Krissia Zawadzki

Assistant Professor

Krissia Zawadzki


Principal Investigator


Krissia holds a BSc in Computational Physics (2011) as well as an MSc (2014) and a PhD in Theoretical Physics (2018) from the University of São Paulo. After graduating, she collaborated with groups at Northeastern University (US), ICTP-SAIFR (BR) , Royal Holloway University of London (UK) and Trinity College Dublin (IRE) as a postdoctoral researcher. Currently, she is an assistant professor at the São Carlos Institute of Physics.

More about me

Professional self

My academic adventure started at the São Carlos Institute of Physics, in Brazil 🇧🇷, where I obtained my BSc, MSc and PhD. It has since taken me around the world ✈️ as a nomadic researcher. After a few postdocs, I returned to my alma mater as an assistant professor 👩‍🏫.

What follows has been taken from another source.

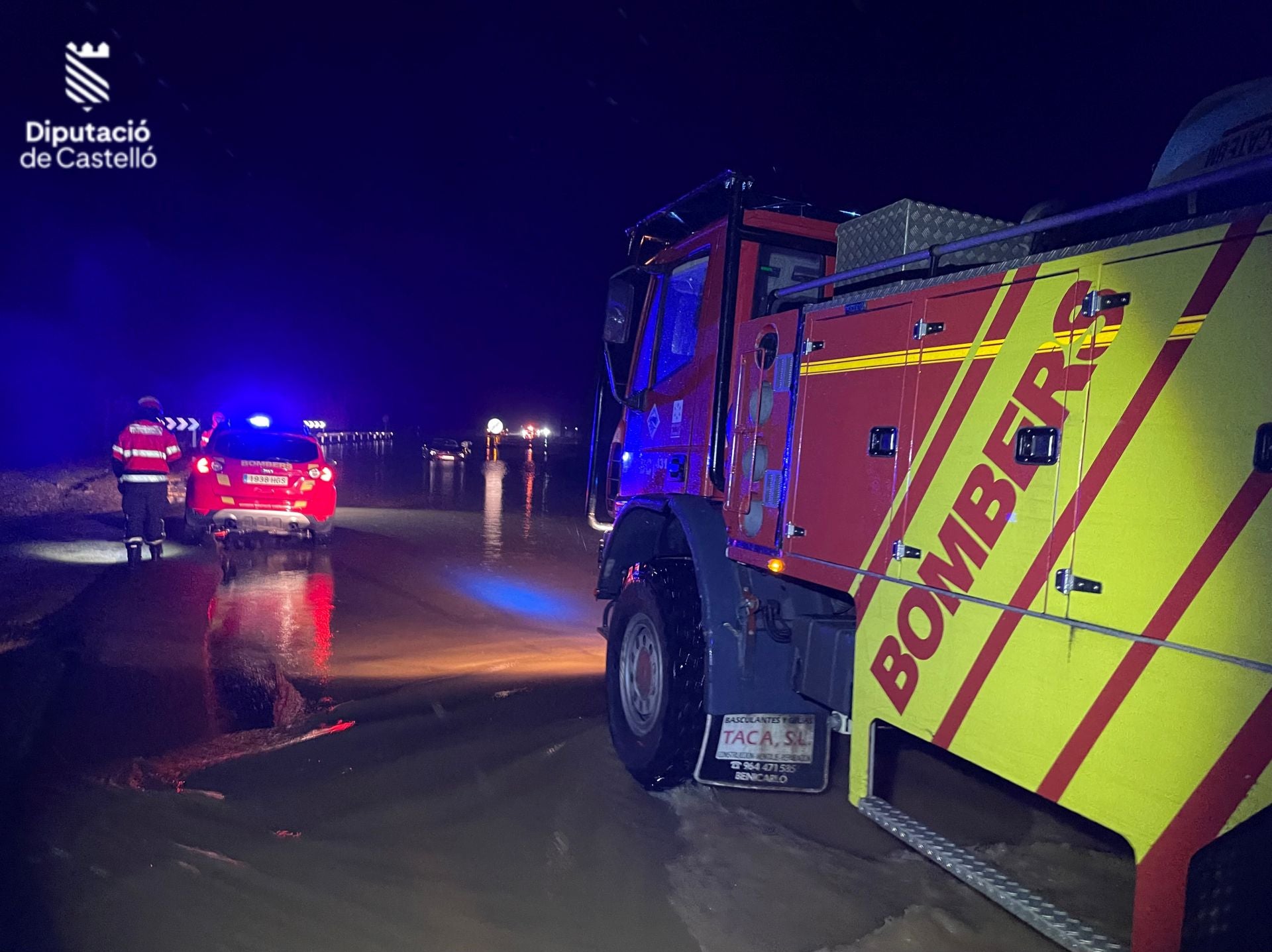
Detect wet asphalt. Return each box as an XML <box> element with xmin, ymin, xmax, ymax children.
<box><xmin>0</xmin><ymin>444</ymin><xmax>1116</xmax><ymax>952</ymax></box>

I am fortunate to have a wonderful group of fellows helping me in our various quests to unveil many-body entanglement! We named ourselves QuCoA 🍫, a title inspired by my passion for quantum correlations and the need to make a joke about my addiction to chocolate. Together, we are working 🦾 to answer questions that remain open in the many-body problem. Some of them are fundamental; others are driven simply by curiosity. Nonetheless, exploring them may help advance quantum sciences. So, wouldn’t you be tempted?

Personal self

Beyond my professional life, I enjoy drawing 👩🏻‍🎨, swimming 🏊🏻‍♀️, traveling 🧳, baking 🍰, attending heavy metal festivals 🎸, and I have a fondness for cats 🐈 and ice cream 🍦(actually gelato 😉).

If you attend one of my talks or lectures, you will see that am a big fan of Bitmojis! And, if you come over to visit me in São Carlos, it is very likely that you will be indulged with brigadeiros 🍬.

Brigadeiros

For those not familiar with this Brazilian delicacy, a nice definition is: brigadeiros are a strongly correlated state of cocoa and condensed milk. Are they entangled?

Well, to answer that question, one first has to build a minimal model for this system, including the preparation protocol. Let's make it a quantum thermodynamics problem. We start with the hamiltonian.

$$ H_{\textrm{brigadeiro}}(t) = H_{\textrm{cond-milk}} + H_{\textrm{cocoa}} + H_{\textrm{heat-bath}} + H_{\textrm{stirring}}(t), $$ where the first two terms contain all the degrees of freedom required to describe the system (sugar + milk and pure cocoa powder) before and after turning into brigadeiro. The third describes the heat bath which provides energy necessary for condensation, while the last is the external time-dependent drive associated with stirring, which both couples milk and cocoa and assists the transfer of heat.

If we know the initial state of the system -condensed milk+cocoa powder+bath- we have all the ingredients (🥁) and instructions to solve this problem. It is reasonable to assume that the state of the heat bath remains unchanged during the process. Of course, a more accurate description should include additional effects of the oven, the pan, etc, etc. But let's keep it simple.

One can then derive a master equation for the mixture (cocoa + condensed milk). Suppose that the effective dynamics is described by the Liouvillian master equation

$$\frac{d \rho_m}{dt} =\mathcal{L}_B\rho_m$$

where the state that appears represents the instantaneous state of the mixture.

By solving this equation and finding the steady-state -my beloved brigadeiro phase- one can determine whether condensed milk and cocoa are indeed entangled at the end of the preparation process. Just pick a suitable measure of entanglement for mixed states and see for yourself!

A possible future direction is to explore whether the Mpemba effect could accelerate the preparation of the brigadeiro phase. Maybe a variational quantum algorithm could provide an optimal protocol for the stirring control.